Update README.md

9cc28b8 verified 1 day ago

6.85 kB

	---
	library_name: peft
	tags:
	- elden-ring
	- question-answering
	- gaming
	- domain-specific
	- qlora
	- lora
	- phi-2
	base_model: microsoft/phi-2
	license: cc-by-sa-4.0
	language:
	- en
	pipeline_tag: text-generation
	---

	# 🗡️ Elden Ring QA — Phi-2 QLoRA Adapter

	A QLoRA fine-tuned adapter for [Microsoft Phi-2](https://huggingface.co/microsoft/phi-2) (2.7B) trained on a custom Elden Ring question-answering dataset. The model answers questions about weapons, bosses, spells, NPCs, locations, armor, and creatures — including boss vulnerability analysis and per-build weapon recommendations.

	## Model Details

	- Base model: [microsoft/phi-2](https://huggingface.co/microsoft/phi-2) (2.7B parameters)
	- Fine-tuning method: QLoRA (4-bit NF4 quantization + LoRA adapters)
	- LoRA rank: 8
	- LoRA alpha: 16
	- LoRA target modules: `q_proj`, `k_proj`, `v_proj`, `dense`
	- Trainable parameters: ~5.2M (0.34% of total)
	- Adapter size: 21 MB
	- Training data: [ArenaRune/elden-ring-qa-dataset](https://huggingface.co/datasets/ArenaRune/elden-ring-qa-dataset)
	- Language: English
	- Developed by: ArenaRune

	## Quick Start

	```python
	from transformers import AutoModelForCausalLM, AutoTokenizer, BitsAndBytesConfig
	from peft import PeftModel
	import torch

	# Quantization config (must match training)
	bnb_config = BitsAndBytesConfig(
	load_in_4bit=True,
	bnb_4bit_quant_type="nf4",
	bnb_4bit_compute_dtype=torch.float16,
	bnb_4bit_use_double_quant=True,
	)

	# Load base model + adapter
	base = AutoModelForCausalLM.from_pretrained(
	"microsoft/phi-2",
	quantization_config=bnb_config,
	device_map="auto",
	trust_remote_code=True,
	)
	model = PeftModel.from_pretrained(base, "ArenaRune/elden-ring-phi2-qlora")
	tokenizer = AutoTokenizer.from_pretrained("ArenaRune/elden-ring-phi2-qlora")
	model.eval()

	# Ask a question
	prompt = """### Instruction:
	What weapons are good against Mohg, Lord of Blood?

	### Response:
	"""

	inputs = tokenizer(prompt, return_tensors="pt").to(model.device)
	with torch.no_grad():
	outputs = model.generate(
	**inputs,
	max_new_tokens=128,
	do_sample=False,
	repetition_penalty=1.5,
	no_repeat_ngram_size=3,
	pad_token_id=tokenizer.eos_token_id,
	)

	answer = tokenizer.decode(outputs[0][inputs["input_ids"].shape[1]:], skip_special_tokens=True)
	print(answer)
	```

	## Prompt Format

	The model expects this instruction template:

	```
	### Instruction:
	{your question about Elden Ring}

	### Response:
	```

	## Training Details

	### Training Data

	Custom dataset built from 3 public sources:
	- Kaggle — Ultimate Elden Ring with Shadow of the Erdtree DLC (12 structured CSVs)
	- GitHub — [Impalers-Archive](https://github.com/ividyon/Impalers-Archive) (DLC text dump)
	- GitHub — [Carian-Archive](https://github.com/AsteriskAmpersand/Carian-Archive) (base game text dump)

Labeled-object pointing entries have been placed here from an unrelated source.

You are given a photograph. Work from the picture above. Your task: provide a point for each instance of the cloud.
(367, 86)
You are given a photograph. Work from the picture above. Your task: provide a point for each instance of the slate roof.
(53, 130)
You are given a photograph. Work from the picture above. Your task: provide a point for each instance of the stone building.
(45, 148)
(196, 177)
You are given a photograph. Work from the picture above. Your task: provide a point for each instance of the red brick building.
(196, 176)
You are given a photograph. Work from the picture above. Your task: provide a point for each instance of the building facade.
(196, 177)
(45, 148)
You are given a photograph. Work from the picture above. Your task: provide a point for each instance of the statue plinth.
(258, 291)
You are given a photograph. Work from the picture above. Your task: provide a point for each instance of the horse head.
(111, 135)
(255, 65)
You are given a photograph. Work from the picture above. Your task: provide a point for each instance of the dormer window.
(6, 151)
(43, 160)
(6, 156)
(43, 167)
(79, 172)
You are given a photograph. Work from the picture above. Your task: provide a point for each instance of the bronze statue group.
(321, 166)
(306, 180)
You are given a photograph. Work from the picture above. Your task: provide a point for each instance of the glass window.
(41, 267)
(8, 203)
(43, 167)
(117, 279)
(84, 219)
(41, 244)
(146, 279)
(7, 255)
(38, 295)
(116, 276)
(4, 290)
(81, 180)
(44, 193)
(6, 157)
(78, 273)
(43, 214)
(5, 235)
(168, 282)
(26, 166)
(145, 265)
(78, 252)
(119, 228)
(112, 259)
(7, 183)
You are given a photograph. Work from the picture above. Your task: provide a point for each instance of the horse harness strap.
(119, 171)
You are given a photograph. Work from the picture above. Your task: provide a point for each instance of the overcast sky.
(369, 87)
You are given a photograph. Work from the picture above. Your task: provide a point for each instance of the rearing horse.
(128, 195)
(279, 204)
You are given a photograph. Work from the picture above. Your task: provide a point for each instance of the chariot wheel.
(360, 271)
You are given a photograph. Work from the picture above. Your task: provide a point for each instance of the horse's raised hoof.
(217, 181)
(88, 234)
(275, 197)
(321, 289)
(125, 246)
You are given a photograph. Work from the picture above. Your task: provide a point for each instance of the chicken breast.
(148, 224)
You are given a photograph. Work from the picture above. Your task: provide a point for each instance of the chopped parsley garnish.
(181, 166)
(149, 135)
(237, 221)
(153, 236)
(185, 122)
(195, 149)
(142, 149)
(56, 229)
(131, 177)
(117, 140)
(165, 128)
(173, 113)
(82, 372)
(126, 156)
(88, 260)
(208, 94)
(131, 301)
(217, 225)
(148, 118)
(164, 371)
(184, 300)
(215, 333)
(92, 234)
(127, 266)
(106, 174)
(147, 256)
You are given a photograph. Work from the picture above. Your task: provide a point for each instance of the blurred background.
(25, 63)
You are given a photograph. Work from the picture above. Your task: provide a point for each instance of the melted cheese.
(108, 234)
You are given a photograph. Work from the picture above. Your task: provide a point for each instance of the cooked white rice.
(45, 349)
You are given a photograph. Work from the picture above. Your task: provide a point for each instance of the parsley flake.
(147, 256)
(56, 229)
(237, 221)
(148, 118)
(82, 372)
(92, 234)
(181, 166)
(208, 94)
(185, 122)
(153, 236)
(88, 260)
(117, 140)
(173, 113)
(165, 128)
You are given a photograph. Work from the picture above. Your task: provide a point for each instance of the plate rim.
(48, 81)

	Dataset covers 10 entity types (weapons, bosses, armors, spells, NPCs, locations, creatures, skills, ashes of war) with 20+ question categories including cross-entity boss vulnerability analysis and per-build weapon recommendations.

	Full dataset: [ArenaRune/elden-ring-qa-dataset](https://huggingface.co/datasets/ArenaRune/elden-ring-qa-dataset)

	### Training Procedure

	- Framework: HuggingFace Transformers + PEFT
	- Method: QLoRA (4-bit NF4 quantization + LoRA)
	- Precision: FP16 mixed precision
	- Optimizer: Paged AdamW 8-bit
	- LR schedule: Cosine with 10% warmup
	- GPU: NVIDIA A100 (80GB)
	- Platform: Google Colab

	### Training Hyperparameters

	\| Parameter \| Value \|
	\|-----------\|-------\|
	\| Learning rate \| 2e-4 \|
	\| LoRA rank (r) \| 8 \|
	\| LoRA alpha \| 16 \|
	\| LoRA dropout \| 0.1 \|
	\| Epochs \| 3 \|
	\| Batch size (effective) \| 16 (8 × 2 grad accum) \|
	\| Max sequence length \| 512 \|
	\| Weight decay \| 0.01 \|
	\| Warmup ratio \| 0.1 \|

	### Hyperparameter Search

	Three configurations were tested:

	\| Config \| LR \| Rank \| Alpha \| Description \|
	\|--------\|-----\|------\|-------\|-------------\|
	\| A (selected) \| 2e-4 \| 8 \| 16 \| Conservative — fast convergence \|
	\| B \| 1e-4 \| 16 \| 32 \| Balanced \|
	\| C \| 5e-5 \| 32 \| 64 \| Aggressive — high capacity \|

	Config A achieved the lowest validation loss. Higher-rank configs underfit due to insufficient training steps at their lower learning rates.

	## Evaluation

	### Metrics

	Evaluated on 100 held-out test examples against unmodified Phi-2 baseline using:
	- ROUGE-1/2/L — n-gram overlap (lexical similarity)
	- BERTScore F1 — semantic similarity via RoBERTa-Large embeddings

	Key finding: significant ROUGE-2 improvement over baseline, confirming domain vocabulary acquisition. The model learned Elden Ring terminology and response structure. See the training notebook for exact metrics and visualizations.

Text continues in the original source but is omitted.